Traduit par Sylvie Ranc-Puech.

Notes

[1] Trois éditions en français : Abel Paz, Durruti, le peuple en armes, La Tête de Feuilles, Paris, 1972 ; Un anarchiste espagnol, Durruti, Quai Voltaire, Paris, 1993 ; Buenaventura Durruti 1896-1936. Un combattant libertaire dans la révolution espagnole, Les Éditions de Paris, 2000 ; en allemand : Abel Paz, Durruti. Leben und Tode des spanischen Anarchisten (Durruti. Vie et mort d’un anarchiste espagnol), Nautilus Verlag, Hambourg, 1993.

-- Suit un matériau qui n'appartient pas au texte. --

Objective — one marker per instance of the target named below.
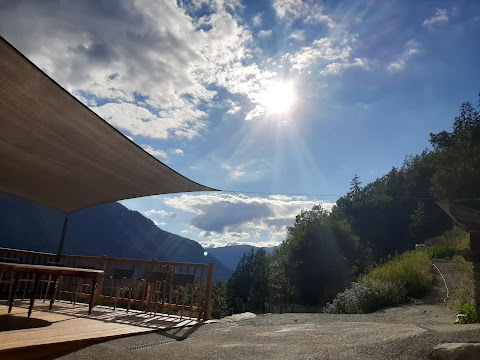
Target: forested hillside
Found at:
(324, 251)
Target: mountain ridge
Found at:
(31, 226)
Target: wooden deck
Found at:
(67, 328)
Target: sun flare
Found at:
(279, 97)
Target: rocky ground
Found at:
(407, 332)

[2] Bernd Drücke, Luz Kerkeling, Martin Baxmeyer (éd.) : Abel Paz und die spanische Revolution. Interviews und Vorträge, éditions AV, Lich, 2004.

[3] Abel Paz : Feigenkakteen und Skorpione (Figuiers de barbarie et scorpions). Eine Biographie (1921-1936), tome 1, éd. AV, Lich, 1997 ; Abel Paz : Anarchist mit Don Quichottes Idealen. Innenansichten aus der Spanischen Revolution (Anarchiste avec les idéaux de Don Quichotte. La révolution espagnole vue de l’intérieur). Eine Biographie (1936-1939), tome 2, éd. AV, Lich, 2008 ; Abel Paz : Im Nebel der Niederlage. Vertreibung und Flucht (Dans les brumes de la défaite : expulsion et fuite). Eine Biographie (1939-1942), tome 3, éd. AV, Lich, 2009 ; Abel Paz : Am Fuß der Mauer. Widerstand und Gefängnis (Au pied du mur. Résistance et prison). Eine Biographie (1942-1954), tome 4, éd. AV, Lich, 2010.

[4] Michael Seidman : Gegen die Arbeit, éditions Graswurzelrevolution, Heidelberg 2011.

[5] Voir Anatole Dolgoff : Left of the Left. My memories of Sam Dolgoff, AK Press, Chico/Edinburgh, 2016 ; la version allemande de Heleno Saña : Die libertäre Revolution, Nautilus Verlag, Hambourg, 2001.

[6] La suite est citée d’après ce que m’en a dit Elisabeth Richard, infirmière qui était présente lors de cette visite du 6 décembre 2018 à l’hôpital de Zurich.